One of the most interesting parts of the article is where Daniel Gilbert, the man whose book on this topic was a bestseller, disses the movement as cultish, “I just wish it didn’t look so much like religion,” he says.

It does look like religion, because positive psychology promotes things religion promotes, like showing gratitude at the end of each day. But really, what this tells us is that the things that make us happy are much more basic than doing interesting work with interesting people.

Sonja Lyubomirsky says being happy comes from the way we think at our very core – and that thinking shapes the work we do. Not the other way around.

The Economist jumps on the positive psychology bandwagon in the article, “Economics Discovers Its Feelings.” This report contains some very practical advice. For example:

The traits of work that makes someone happy:
1. stretches a person without defeating him
2. provides clear goals
3. provides unambiguous feedback
4. provides a sense of control

But don’t panic if you can’t find a job like this, because when these traits do not exist in a job, people will often figure out how to add them back in and give the job meaning in their lives. For example, “hairdressers often see themselves as the confidants of clients they like, and they will fire clients they don’t…And there are janitors at a hospital who held patients’ hands, brightening their day as well as scrubbing their rooms.”
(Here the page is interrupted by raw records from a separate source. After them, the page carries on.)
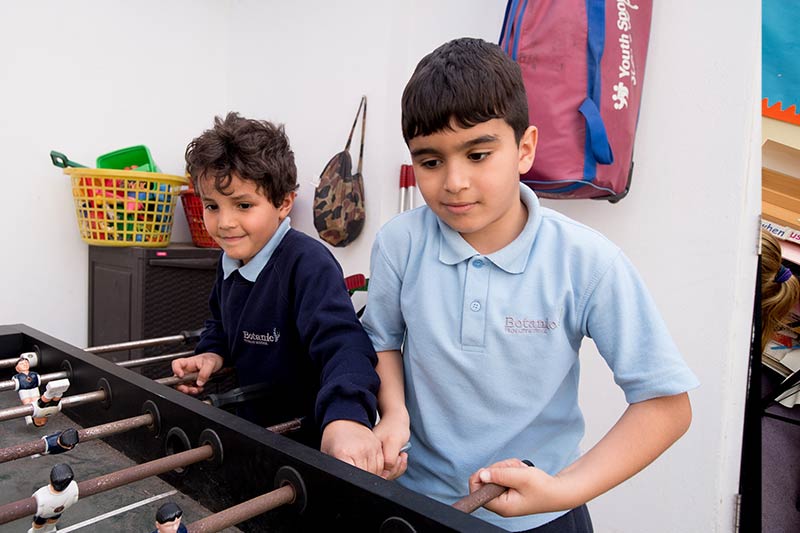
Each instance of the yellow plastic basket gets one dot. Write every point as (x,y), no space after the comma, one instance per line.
(124,207)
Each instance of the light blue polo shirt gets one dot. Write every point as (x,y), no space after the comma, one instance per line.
(491,343)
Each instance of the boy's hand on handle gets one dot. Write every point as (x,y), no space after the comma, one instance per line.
(353,443)
(393,430)
(530,490)
(204,364)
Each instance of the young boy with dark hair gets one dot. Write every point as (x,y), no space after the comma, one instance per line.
(489,295)
(280,311)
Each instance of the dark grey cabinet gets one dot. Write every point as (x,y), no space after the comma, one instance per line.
(141,293)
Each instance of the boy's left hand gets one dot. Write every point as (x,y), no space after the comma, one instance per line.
(530,490)
(353,443)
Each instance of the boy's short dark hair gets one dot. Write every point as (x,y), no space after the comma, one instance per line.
(168,512)
(468,81)
(254,150)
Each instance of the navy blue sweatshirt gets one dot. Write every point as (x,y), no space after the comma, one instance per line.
(296,331)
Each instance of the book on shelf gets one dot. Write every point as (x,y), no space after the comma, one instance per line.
(782,355)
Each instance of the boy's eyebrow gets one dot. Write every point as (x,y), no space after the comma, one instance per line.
(483,139)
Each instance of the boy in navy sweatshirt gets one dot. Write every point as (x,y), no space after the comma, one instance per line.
(280,311)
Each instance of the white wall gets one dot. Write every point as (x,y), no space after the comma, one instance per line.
(80,77)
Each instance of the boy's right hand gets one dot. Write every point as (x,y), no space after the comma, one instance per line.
(204,364)
(393,430)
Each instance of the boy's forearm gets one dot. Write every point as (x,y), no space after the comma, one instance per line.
(391,395)
(642,433)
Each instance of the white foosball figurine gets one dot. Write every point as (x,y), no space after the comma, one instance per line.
(168,519)
(50,402)
(53,499)
(26,383)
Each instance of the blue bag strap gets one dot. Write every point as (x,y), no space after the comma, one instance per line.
(518,27)
(598,149)
(505,24)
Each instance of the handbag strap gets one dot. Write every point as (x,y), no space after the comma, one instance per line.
(362,105)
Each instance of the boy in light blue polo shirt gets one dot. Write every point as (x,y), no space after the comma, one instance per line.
(489,296)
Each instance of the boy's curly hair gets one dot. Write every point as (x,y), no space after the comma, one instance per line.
(467,81)
(254,150)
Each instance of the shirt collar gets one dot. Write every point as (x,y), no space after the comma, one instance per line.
(251,270)
(512,258)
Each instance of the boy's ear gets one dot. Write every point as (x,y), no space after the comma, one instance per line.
(527,149)
(286,205)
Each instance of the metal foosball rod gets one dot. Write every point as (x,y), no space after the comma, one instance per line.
(87,397)
(182,337)
(26,449)
(26,507)
(488,492)
(244,511)
(45,378)
(479,498)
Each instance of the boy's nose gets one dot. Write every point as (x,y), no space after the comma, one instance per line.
(226,219)
(456,178)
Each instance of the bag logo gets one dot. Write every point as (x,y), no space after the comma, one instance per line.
(263,339)
(627,66)
(620,96)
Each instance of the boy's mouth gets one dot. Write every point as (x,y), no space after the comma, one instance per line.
(459,208)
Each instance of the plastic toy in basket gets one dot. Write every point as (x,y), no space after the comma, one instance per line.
(193,208)
(131,158)
(124,207)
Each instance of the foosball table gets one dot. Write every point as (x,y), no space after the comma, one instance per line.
(240,474)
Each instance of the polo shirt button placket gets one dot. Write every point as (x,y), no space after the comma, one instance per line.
(476,290)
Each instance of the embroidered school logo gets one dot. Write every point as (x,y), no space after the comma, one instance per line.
(527,326)
(263,339)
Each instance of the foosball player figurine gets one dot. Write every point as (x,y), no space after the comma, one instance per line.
(60,442)
(26,383)
(53,499)
(168,519)
(49,403)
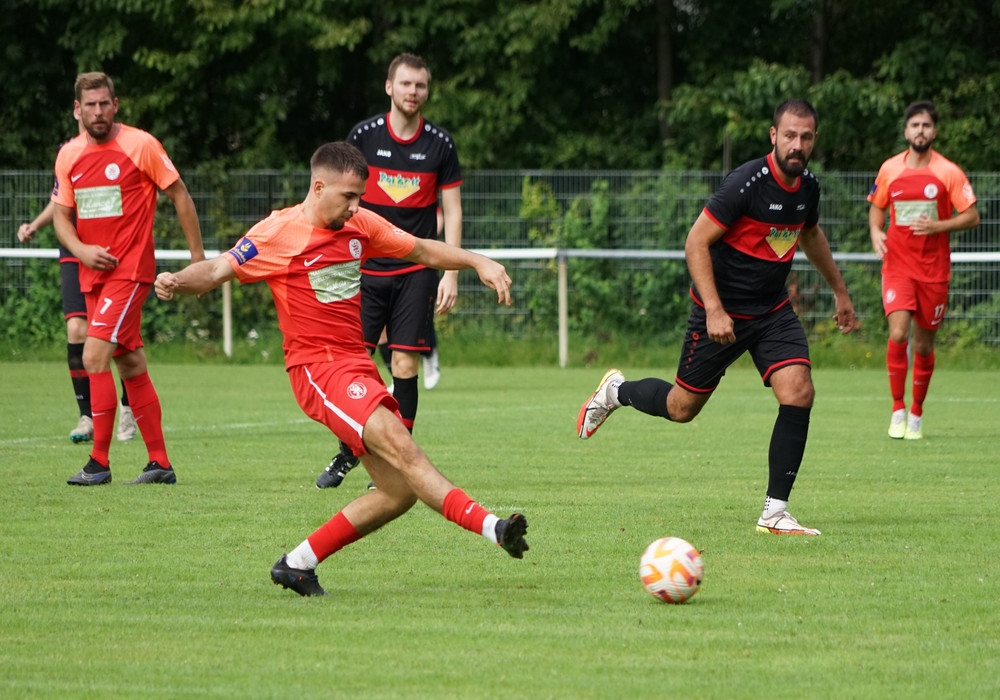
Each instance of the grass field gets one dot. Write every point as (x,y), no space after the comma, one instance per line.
(157,591)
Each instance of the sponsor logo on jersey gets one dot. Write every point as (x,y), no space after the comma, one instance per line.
(244,251)
(782,240)
(356,390)
(397,186)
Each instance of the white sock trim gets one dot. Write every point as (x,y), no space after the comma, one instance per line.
(490,528)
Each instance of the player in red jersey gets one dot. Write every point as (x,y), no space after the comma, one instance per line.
(922,190)
(311,255)
(739,252)
(109,177)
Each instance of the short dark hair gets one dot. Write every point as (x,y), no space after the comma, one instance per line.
(800,108)
(919,107)
(340,157)
(92,81)
(411,61)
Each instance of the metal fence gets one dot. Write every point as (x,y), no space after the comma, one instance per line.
(624,211)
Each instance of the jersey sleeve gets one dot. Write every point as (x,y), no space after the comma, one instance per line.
(265,250)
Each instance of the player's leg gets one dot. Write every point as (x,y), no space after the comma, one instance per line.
(700,368)
(932,302)
(75,312)
(782,357)
(899,302)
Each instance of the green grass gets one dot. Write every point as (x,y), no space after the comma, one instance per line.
(164,591)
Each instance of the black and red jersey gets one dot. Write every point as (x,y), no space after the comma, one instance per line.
(404,179)
(763,218)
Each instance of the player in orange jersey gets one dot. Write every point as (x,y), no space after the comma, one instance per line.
(922,190)
(109,176)
(311,256)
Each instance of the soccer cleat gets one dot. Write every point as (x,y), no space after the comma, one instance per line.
(333,475)
(432,370)
(783,523)
(155,474)
(897,424)
(302,581)
(84,430)
(93,474)
(510,535)
(126,423)
(597,408)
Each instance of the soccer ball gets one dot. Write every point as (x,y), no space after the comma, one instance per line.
(671,569)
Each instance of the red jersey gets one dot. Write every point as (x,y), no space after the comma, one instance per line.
(113,187)
(938,190)
(315,277)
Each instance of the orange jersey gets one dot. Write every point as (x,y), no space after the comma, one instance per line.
(938,190)
(113,187)
(315,277)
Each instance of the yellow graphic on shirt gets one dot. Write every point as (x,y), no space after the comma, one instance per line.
(782,240)
(398,187)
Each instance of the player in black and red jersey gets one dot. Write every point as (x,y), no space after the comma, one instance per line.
(411,160)
(739,252)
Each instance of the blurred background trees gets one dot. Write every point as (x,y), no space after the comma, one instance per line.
(575,84)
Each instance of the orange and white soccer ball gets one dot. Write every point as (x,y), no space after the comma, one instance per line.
(671,569)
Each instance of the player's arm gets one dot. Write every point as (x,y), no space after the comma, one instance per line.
(442,256)
(924,225)
(451,208)
(814,244)
(703,234)
(876,228)
(187,216)
(196,278)
(25,232)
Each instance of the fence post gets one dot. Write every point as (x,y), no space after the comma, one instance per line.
(563,308)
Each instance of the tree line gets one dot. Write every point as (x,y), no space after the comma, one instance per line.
(556,84)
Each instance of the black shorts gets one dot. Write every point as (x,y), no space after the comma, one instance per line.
(774,340)
(401,304)
(69,282)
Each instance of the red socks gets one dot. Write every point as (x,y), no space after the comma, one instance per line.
(148,415)
(463,511)
(923,368)
(897,364)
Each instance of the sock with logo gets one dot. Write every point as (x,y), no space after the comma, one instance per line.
(463,511)
(897,364)
(923,368)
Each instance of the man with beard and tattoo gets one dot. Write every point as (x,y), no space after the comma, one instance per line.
(107,184)
(739,252)
(922,189)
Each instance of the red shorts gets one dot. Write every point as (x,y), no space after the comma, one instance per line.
(927,300)
(342,395)
(114,313)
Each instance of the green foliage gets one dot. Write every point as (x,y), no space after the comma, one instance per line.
(171,584)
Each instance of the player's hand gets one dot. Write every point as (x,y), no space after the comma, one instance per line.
(494,276)
(845,318)
(719,325)
(25,232)
(97,258)
(447,292)
(165,285)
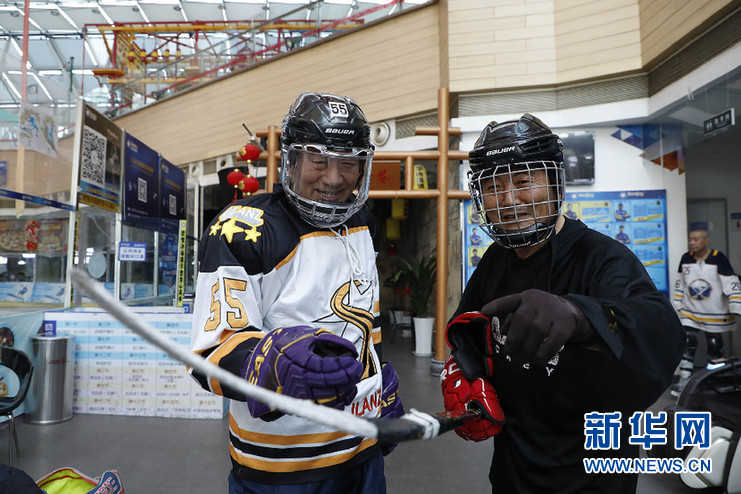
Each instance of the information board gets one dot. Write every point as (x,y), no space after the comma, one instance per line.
(117,372)
(141,184)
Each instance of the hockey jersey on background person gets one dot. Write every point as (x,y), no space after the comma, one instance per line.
(707,294)
(288,298)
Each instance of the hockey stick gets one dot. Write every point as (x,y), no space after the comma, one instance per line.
(413,425)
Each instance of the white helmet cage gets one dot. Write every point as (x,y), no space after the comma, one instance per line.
(524,200)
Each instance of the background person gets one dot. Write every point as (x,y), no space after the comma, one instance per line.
(706,296)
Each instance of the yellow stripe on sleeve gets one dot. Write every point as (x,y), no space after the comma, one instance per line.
(225,349)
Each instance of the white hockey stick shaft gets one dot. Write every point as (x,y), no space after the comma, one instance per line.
(301,408)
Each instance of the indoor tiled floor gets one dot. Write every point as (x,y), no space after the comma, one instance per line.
(158,456)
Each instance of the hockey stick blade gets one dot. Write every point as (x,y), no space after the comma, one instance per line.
(412,426)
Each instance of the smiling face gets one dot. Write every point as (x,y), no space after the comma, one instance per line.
(326,179)
(515,200)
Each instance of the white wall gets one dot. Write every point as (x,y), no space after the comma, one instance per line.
(714,172)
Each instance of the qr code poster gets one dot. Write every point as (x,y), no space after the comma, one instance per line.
(38,132)
(172,190)
(141,189)
(92,157)
(99,161)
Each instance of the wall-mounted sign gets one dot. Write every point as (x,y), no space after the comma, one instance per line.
(141,184)
(132,251)
(38,132)
(725,119)
(636,219)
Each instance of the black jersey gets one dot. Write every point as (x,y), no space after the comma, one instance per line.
(640,343)
(262,268)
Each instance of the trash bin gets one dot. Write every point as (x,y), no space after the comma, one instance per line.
(50,398)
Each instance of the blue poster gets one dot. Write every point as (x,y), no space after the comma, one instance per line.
(636,219)
(172,191)
(100,161)
(141,183)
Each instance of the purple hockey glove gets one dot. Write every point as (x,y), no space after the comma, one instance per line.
(304,362)
(391,406)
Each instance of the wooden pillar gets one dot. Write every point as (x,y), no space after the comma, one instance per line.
(272,160)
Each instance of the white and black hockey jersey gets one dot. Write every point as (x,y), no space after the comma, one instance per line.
(707,293)
(262,268)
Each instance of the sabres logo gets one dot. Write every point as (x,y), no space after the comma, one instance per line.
(344,315)
(238,220)
(700,289)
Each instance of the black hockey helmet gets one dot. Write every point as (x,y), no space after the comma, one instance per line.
(331,130)
(503,151)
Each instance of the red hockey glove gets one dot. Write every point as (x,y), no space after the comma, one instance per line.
(461,394)
(470,339)
(538,324)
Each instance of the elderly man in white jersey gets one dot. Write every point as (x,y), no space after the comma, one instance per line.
(288,298)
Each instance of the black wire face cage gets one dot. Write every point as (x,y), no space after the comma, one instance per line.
(324,214)
(519,203)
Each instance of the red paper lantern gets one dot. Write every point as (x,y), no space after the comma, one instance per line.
(249,152)
(249,185)
(234,177)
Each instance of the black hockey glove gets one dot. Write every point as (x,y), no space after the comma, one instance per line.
(538,324)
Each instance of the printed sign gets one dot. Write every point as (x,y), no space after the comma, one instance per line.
(636,219)
(141,182)
(132,251)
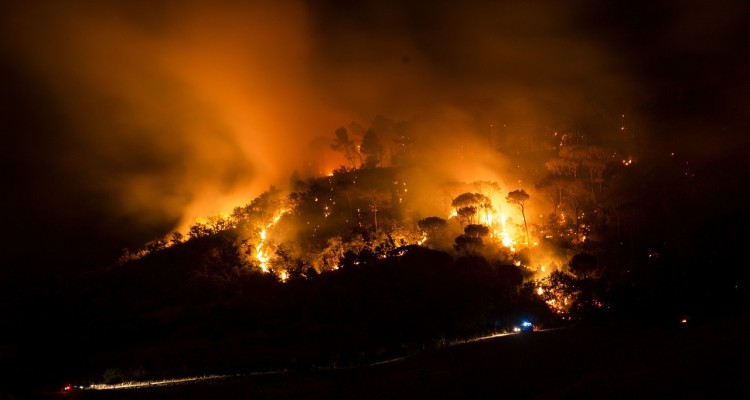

Before you smirk at this rationalizing behavior, realize that Gilbert says it actually does create genuine happiness in a job. Check out this video of Gilbert speaking at the TED Conference (thanks, Dennis). Gilbert’s a fun speaker, so it’s worth watching the whole twenty minutes.

Gilbert also says that even if things are not going well, humans have a deep ability to make ourselves think they’re going well. Which is why Gilbert told me that people should not ask other people if they like their jobs, because almost everyone says they do and it has no bearing on how good the job it is.

However he says that this rejiggered feeling of happiness is just as deep and good a feeling as the happiness when something really is going very well.

One of his pet topics is that what we think will make us happy rarely does. (When I spoke with him he told me this is the reason we should not sit at home and try to guess what career to pick, but instead we should just get off the chair and start trying stuff.)

Gilbert’s research shows that while we think being a paraplegic would be very bad and winning the lottery would be very good, three months after the event, neither really affects your happiness. And this goes back to happiness being a result of how we think at our very core — what Seligman calls our level of optimism. (If you are not buying this, watch the video.)

So you don’t have to make yourself crazy about finding the perfect job. All that stuff about how you need to find a job that you love is overstated. “Some people don’t seek fulfillment through their work and are still happy in life. All options are legitimate and possible,” says Amy Wrzesniewski professor at the Stern School of Business at New York University.

You need to find a job that meets those four basic standards for a decent job. But our brain is hard-wired to figure out how to enjoy it once you get there. So maybe you can lighten up about choosing your next job. There’s good research to show that a wide range of jobs can accommodate you in a way where you can find happiness. And there’s good research to show that finding “the perfect” job will not be the thing to make you happy.